Im schwarzhumorigen Thriller Fargo von den Coen-Brüdern lässt William H Macy seine eigene Frau von zwei idiotischen Gangstern entführen, um seinen Schwiegervater zu erpressen. Dafür gab es 1997 zwei Oscars.

Der Plan des Autohändlers Jerry Lundegaard (William H. Macy) scheint simpel, doch wie so oft bei den Coens, ist auch dieser Antiheld Fargos zum Scheitern verurteilt. Jerrys akute Finanznot bringt ihn auf die folgenreiche Idee, seine Frau von zwei Kleinkriminellen entführen zu lassen und so seinen reichen aber knausrigen Schwiegervater Wade (Harve Presnell) um eine Million Dollar zu erpressen.

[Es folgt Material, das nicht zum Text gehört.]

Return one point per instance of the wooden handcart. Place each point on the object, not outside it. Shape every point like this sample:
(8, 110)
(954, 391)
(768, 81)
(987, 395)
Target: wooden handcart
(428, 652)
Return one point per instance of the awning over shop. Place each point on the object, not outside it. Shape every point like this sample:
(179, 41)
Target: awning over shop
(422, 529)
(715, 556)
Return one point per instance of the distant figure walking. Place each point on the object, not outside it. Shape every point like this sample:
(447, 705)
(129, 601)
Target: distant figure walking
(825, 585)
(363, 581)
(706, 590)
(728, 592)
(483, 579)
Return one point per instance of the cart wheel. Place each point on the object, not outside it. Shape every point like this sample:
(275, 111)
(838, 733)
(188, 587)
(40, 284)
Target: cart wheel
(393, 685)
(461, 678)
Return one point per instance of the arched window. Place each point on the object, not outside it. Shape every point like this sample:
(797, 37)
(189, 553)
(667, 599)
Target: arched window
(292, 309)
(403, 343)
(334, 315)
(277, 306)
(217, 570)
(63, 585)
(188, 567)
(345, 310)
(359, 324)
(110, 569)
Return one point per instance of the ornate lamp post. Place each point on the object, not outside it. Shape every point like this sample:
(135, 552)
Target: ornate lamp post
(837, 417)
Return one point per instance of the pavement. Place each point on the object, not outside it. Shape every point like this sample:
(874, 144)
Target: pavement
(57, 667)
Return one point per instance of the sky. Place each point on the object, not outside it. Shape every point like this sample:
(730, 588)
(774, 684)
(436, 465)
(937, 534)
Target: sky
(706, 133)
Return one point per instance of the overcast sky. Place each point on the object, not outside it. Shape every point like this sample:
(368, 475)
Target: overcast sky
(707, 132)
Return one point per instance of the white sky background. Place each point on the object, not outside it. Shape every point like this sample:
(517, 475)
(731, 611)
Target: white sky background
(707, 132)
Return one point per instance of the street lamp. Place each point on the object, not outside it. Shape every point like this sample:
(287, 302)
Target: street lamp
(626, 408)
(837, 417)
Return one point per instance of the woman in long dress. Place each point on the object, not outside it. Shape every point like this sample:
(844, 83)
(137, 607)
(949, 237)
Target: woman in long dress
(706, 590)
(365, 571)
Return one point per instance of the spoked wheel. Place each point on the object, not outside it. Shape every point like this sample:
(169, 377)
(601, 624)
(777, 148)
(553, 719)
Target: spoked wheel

Die beiden Entführer Carl (Steve Buscemi) und Gaear (Peter Stormare) wiederum sollen mit 40.000 Dollar abgespeist werden. Doch so weit kommt es nicht: Die Entführung, die eigentlich gänzlich unblutig verlaufen sollte, gerät völlig aus dem Ruder, als Gaear während einer Verkehrskontrolle völlig überreagiert und einen Polizisten und zwei Passanten erschießt. Zudem misstraut Wade seinem Schwiegersohn Jerry und will die Geldübergabe selbst in die Hand nehmen, was für weitere Schwierigkeiten sorgt. Schließlich ist es die wunderbare Frances McDormand als schwangere Polizeichefin Marge Gunderson, die sich auf die blutige Fährte der Kidnapper macht und versucht, Licht in die düstere Welt Fargos zu bringen.

Hintergrund & Infos zu Fargo
Mit Fargo haben die Brüder Joel Coen und Ethan Coen einen der besten Filme der Neunziger vorgelegt. Zwei Jahre vor ihrem Kulthit The Big Lebowski (1998) kam dieser moderne Film Noir in die Kinos und wurde von nahezu allen Kritikern aufs Äußerste gelobt. Es sind die schneebedeckten Weiten des verschlafenen amerikanischen Mittelwestens, in denen sich die tragikomische Geschichte Fargos um Erpressung, Misstrauen und Gewalt auf unvorhersehbare Weise entfaltet. Dabei gelingt den Coen-Brüdern mit Fargo eine eindrucksvolle Balance zwischen Glaubwürdigkeit und Groteske. Wie so oft bei ihnen gibt es auch hier nur einen schmalen Grat zwischen tiefschwarzem Humor und bitterem Ernst.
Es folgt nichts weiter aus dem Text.